エピローグ 『星に願いを……。』


 ……願望というモノは、生命にとっては必須の存在だ。そういう本能的な渇望があるからこそ、ヒトは世界をより良くもするのだ。


 錬金術は、欲深い学問ではあるが―――たしかに、ヒトの生活を支えている。それはいい。それはいいのだが……過ぎた探究心が、ヒトを傷つけてしまうこともある。世界の悲しい現実だな。


 『星の魔女アルテマ』を殺してから、二日が経っていた。


 オレたちは、一つの作戦を実行しているよ。


 ゼファーに乗って、『ホロウフィード』の町に来ている。レミーナス高原から、西へと向かった、地方都市だよ。人口は、4000から5000といったところか。それなりに大きな城塞に囲まれている、牧歌的な土地だ。


 南向きの斜面も多く、そこにはブドウ畑が並んでいる。水はけのよく、石が多く乾いた土。そこに育つのは、ワイン向けのブドウたちさ。四十年から五十年もの齢を重ねた信頼の置けるブドウの木々さ。それを見つめているだけで、微笑みを浮かべられる。


 5月の後半になり、春の終わりを告げるような、温かい雨が、この赤レンガの町に降っている。いくつもの尖塔が特徴的な『ホロウフィード』の町の空は、灰色の雲とよく似合っていたよ。


 この作戦のメンバーは、オレと、ククリとククル、そして……ロビン・コナーズだ。ああ、ガントリーもいてくれるよ。コナーズ先生の護衛であり、コナーズ先生が、この作戦に非協力的な態度を取ったときの、説得役である。

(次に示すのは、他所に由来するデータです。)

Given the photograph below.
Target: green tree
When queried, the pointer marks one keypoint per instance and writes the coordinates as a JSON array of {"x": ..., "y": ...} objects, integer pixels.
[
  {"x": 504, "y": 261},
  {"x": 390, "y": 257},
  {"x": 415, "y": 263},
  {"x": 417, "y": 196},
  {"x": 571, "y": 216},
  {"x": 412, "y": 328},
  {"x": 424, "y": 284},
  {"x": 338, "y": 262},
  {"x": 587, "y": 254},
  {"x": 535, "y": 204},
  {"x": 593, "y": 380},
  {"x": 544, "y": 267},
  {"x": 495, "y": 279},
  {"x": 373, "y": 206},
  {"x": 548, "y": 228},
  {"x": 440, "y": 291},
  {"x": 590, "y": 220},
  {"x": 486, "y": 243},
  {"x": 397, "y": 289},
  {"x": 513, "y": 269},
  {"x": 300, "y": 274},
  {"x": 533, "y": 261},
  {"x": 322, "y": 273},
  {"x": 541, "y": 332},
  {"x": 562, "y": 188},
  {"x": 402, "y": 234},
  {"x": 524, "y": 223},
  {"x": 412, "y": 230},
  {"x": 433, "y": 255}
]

 昨夜、オレたちは『ホロウフィード』の安い酒場に部屋を借りた。


 ククリとククルは、初めての『外』の世界に、ドキドキしているようだったな。ヒトがたくさんいる!と感動していた。何万人も住む大きな町に連れて行けば、目を回すかもしれないな。


 オレは妹分たちとデートを楽しんだよ、情報収集がてら、『ホロウフィード』の町並みを探索した。いい思い出になったね。双子の美少女を連れて歩くとか、なんだか、世の男の大半の敵である、イケメン野郎にでもなったようだ。

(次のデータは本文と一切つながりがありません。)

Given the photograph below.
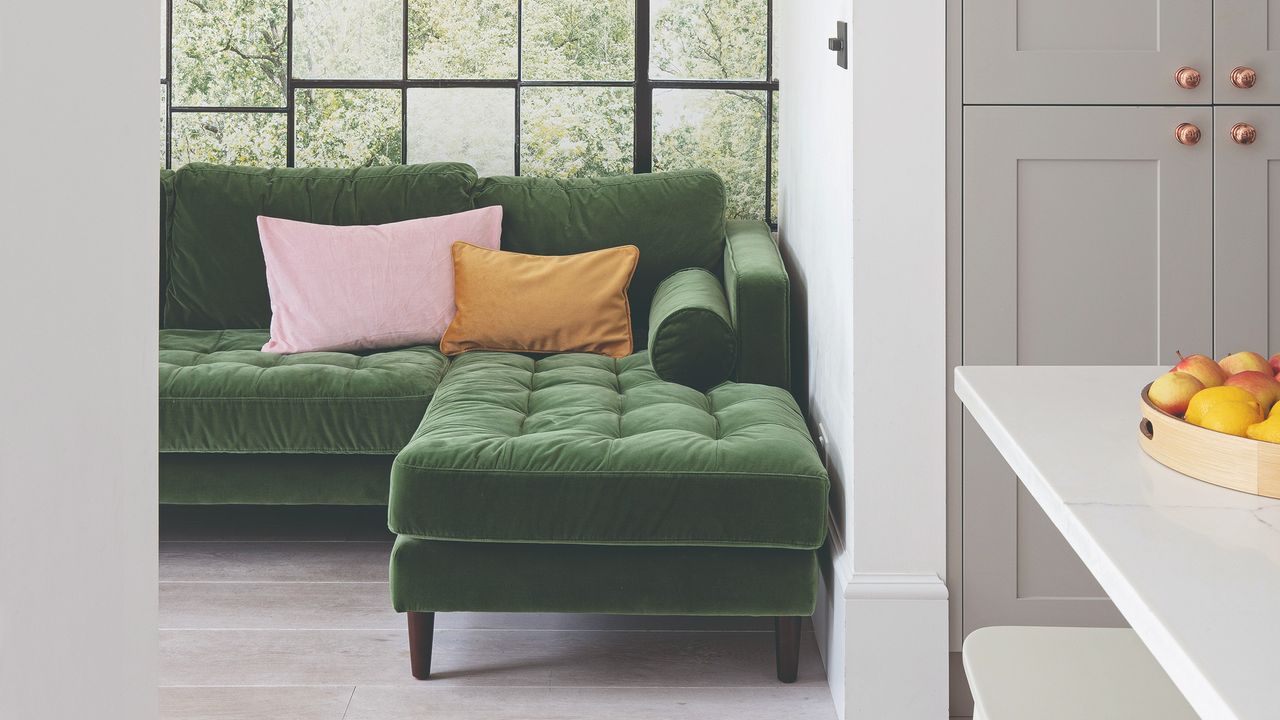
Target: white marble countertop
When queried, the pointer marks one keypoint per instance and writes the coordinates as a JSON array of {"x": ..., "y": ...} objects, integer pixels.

 まあ、オレよりも、二人の方が楽しそうだ。初めて見る『外』の世界だ。仲間でもない、もちろん敵でもない。そんな『無数の他人』という存在を認識することだって、彼女たちには好奇心を満たす行為だったのさ。


 だが。


 それでも、二人とも有能な『メルカ・コルン』。作戦のことは忘れちゃいない。情報収集がてらのデートの最中にも、ときおり目つきを獣みたいに鋭くして、観察と警戒を怠ることは無かったよ。


 オレたちはね、ここに遊びに来たわけじゃあないんだよ。


 ……オレたちの作戦は、血なまぐさい後処理だ。


 『黒羊の旅団』については、心配しちゃいないんだがね。彼らは、『醜い豚顔の大悪鬼/ダーク・オーク』どもの群れと戦い、無残な敗北を喫したよ。彼らは、そのまま東へと去り、本隊へと合流をはかることになるだろう。


 多くの物資を、豚顔どもに奪われて、命からがらレミーナス高原から逃げ出したのさ。彼らが、物資を取り戻しに来ることは、無いだろう。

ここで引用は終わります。